What theories and theorists guide your work?

The Religion in American History Blog has a discussion question on their Facebook page about theories that guide scholars work.  Kelly Baker asked, “How do you all approach American Religious History? What methods, theories or theorists guide your work?”

I posted an answer there but I thought I’d copy it here as well. What about you? What are your guiding lights for your work, religious studies or otherwise?

Here are the three strands I try to pull together in my approach to American religious history:

1) Emile  Durkheim: Those who know where I am and who I’m working with ought not be surprised here. The category of “the sacred,” for me, offers a chance to look at a whole host of things previously left unconsidered in American religious history. Burning Man, sports, and all the other usual examples are just the start. Recent work on Oprah points the way to more and more places we can reconsider “American Sacred History.”
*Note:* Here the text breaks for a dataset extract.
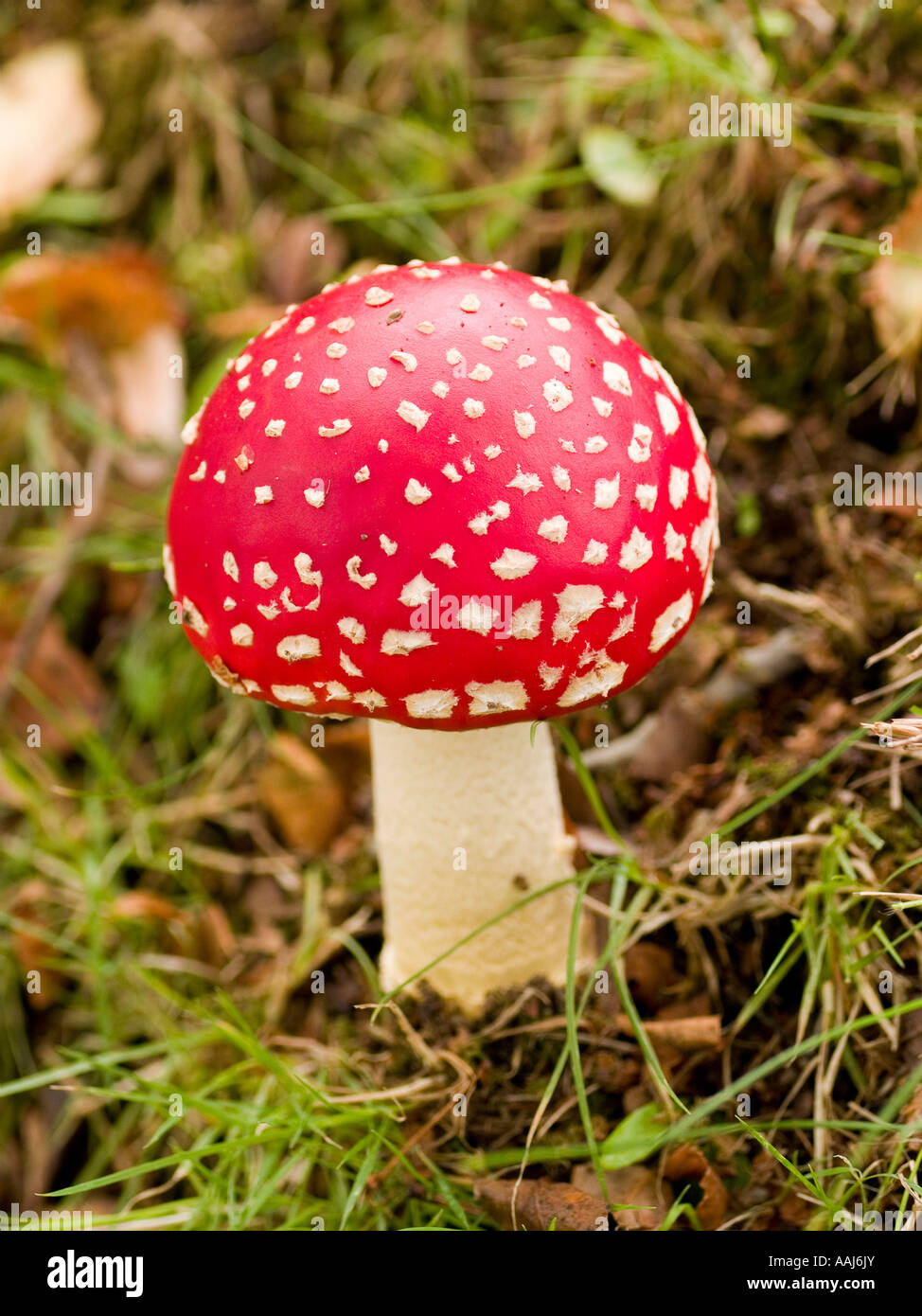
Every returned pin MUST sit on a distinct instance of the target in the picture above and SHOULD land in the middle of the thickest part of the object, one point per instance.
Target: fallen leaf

2) Thomas A.Tweed’s Crossing and Dwelling:  I really like Tweed’s focus on positionality and his focus on the movement and motion of religions. I think it adds a dynamism to our study that has been lost in an under-theorized notion of culture and snapshot approach to religions.

3) Foucault, Said, and post-colonial theory generally:
In thinking about religions in American history I’m always wanting to find ways to rigorously account for power. In my current diss. research on representations of Hinduism in America I’m realizing more and more the ways “religion” as a category functioned in the deployment, maintenance and organization of power. I think religious historians are often wary of reducing religions down to “just power” without thinking about the ways religions function to channel power, resist power, and basically move it around and (dis?)organize it.

So, that’s my triparte answer. Wow, Kelly, really good question. I’ve never thought it through like this. Helpful.